Giving evidence to the Health and Social Care Committee's inquiry on the future of general practice last week, Dr Pauline Grant, a GP partner from Southampton, said current uncertainty about the future meant that the partnership model was 'collapsing bit by bit'.
Dr Grant was giving evidence in a session focused on continuity of care, but she told committee MPs that if the government wanted to embed continuity of care into general practice it needed to first decide whether it wanted a partnership-based or salaried service.

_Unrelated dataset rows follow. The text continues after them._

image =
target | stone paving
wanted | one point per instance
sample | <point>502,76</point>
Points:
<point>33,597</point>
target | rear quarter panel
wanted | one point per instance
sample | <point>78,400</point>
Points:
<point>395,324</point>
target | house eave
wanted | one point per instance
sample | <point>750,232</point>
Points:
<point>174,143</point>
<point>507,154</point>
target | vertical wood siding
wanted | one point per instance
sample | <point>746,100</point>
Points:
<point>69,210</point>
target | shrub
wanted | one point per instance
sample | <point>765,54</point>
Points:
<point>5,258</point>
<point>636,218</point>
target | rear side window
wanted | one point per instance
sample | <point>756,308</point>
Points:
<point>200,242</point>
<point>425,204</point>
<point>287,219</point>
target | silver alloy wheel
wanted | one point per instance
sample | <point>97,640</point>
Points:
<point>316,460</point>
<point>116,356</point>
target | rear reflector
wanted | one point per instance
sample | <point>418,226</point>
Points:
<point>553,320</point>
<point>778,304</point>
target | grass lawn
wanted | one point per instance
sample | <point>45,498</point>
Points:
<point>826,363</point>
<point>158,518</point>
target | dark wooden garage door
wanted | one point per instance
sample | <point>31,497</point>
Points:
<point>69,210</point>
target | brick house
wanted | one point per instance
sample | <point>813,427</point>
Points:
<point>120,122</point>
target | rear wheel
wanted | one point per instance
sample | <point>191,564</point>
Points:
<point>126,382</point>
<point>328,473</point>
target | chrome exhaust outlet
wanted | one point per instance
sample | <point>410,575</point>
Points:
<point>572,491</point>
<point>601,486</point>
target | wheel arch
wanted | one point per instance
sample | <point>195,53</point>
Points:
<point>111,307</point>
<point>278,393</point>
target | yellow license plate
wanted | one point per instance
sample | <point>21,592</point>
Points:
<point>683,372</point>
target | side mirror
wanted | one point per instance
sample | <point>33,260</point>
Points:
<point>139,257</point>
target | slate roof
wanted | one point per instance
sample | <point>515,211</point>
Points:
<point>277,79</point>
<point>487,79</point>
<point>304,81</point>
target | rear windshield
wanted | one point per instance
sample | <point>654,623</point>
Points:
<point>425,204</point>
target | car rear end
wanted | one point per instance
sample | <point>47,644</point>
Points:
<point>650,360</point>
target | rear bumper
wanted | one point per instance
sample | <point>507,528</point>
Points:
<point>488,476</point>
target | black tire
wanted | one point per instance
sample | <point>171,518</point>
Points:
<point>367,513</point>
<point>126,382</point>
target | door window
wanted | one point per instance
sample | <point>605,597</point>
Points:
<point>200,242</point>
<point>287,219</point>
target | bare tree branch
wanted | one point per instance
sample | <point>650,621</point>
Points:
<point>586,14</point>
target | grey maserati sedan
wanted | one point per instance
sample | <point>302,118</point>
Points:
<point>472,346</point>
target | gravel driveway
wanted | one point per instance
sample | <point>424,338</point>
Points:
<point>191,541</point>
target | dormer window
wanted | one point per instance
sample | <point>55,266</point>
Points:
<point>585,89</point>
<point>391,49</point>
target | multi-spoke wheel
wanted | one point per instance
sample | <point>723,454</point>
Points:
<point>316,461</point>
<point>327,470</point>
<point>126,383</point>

'We're in total uncertainty,' Dr Grant said. 'What's happening is that you're pulling the rug out from the partnership model, and it's collapsing bit by bit. And at the moment we're like a Jenga stack – there's holes everywhere. If you pull out the last one it's going to collapse.'
GP partnership model
In March this year health and social care secretary Sajid Javid endorsed a report by the Policy Exchange think tank, which called for the GMS contract to be scrapped within a decade with GPs becoming predominantly salaried within large scale providers, including hospital trusts.
Dr Grant told MPs that by endorsing the report Mr Javid had created huge uncertainty about the future of GP partnerships.
She said: 'Who is going to buy into a partnership if it's not going to be here in 2030? Nobody. So we've got partners leaving and none coming into the bottom. Whenever anybody leaves at the top, I have to buy their share.'
Dr Grant said that she bought into her practice initially with £60,000. 'Each time a partner leaves I have to put in another £10,000, another £12,000, another £20,000. And in the end they'll be three partners and we'll own a third of everything,' she said.
She told MPs that general practice could still deliver continuity of care with a salaried service, but that the whole system was currently 'so destabilised that it's hard to plan'.
Nationalising general practice
At the UK LMCs conference earlier this month GP leaders warned that plans to nationalise general practice or push GPs to integrate with hospitals were an existential threat to the profession.
LMCs said that a nationalised general practice service was not in the best interests of patients, and urged BMA leaders to take 'all necessary action' to defend the GP partnership model and independent contractor status.
Earlier in the Health and Social Care Committee's hearing Dr Grant also highlighted the value for money provided by GP partnerships. She said that 'as a rough estimate' moving to a salaried system where GPs worked a set number of hours could mean the NHS needed 50% more doctors to do the work required.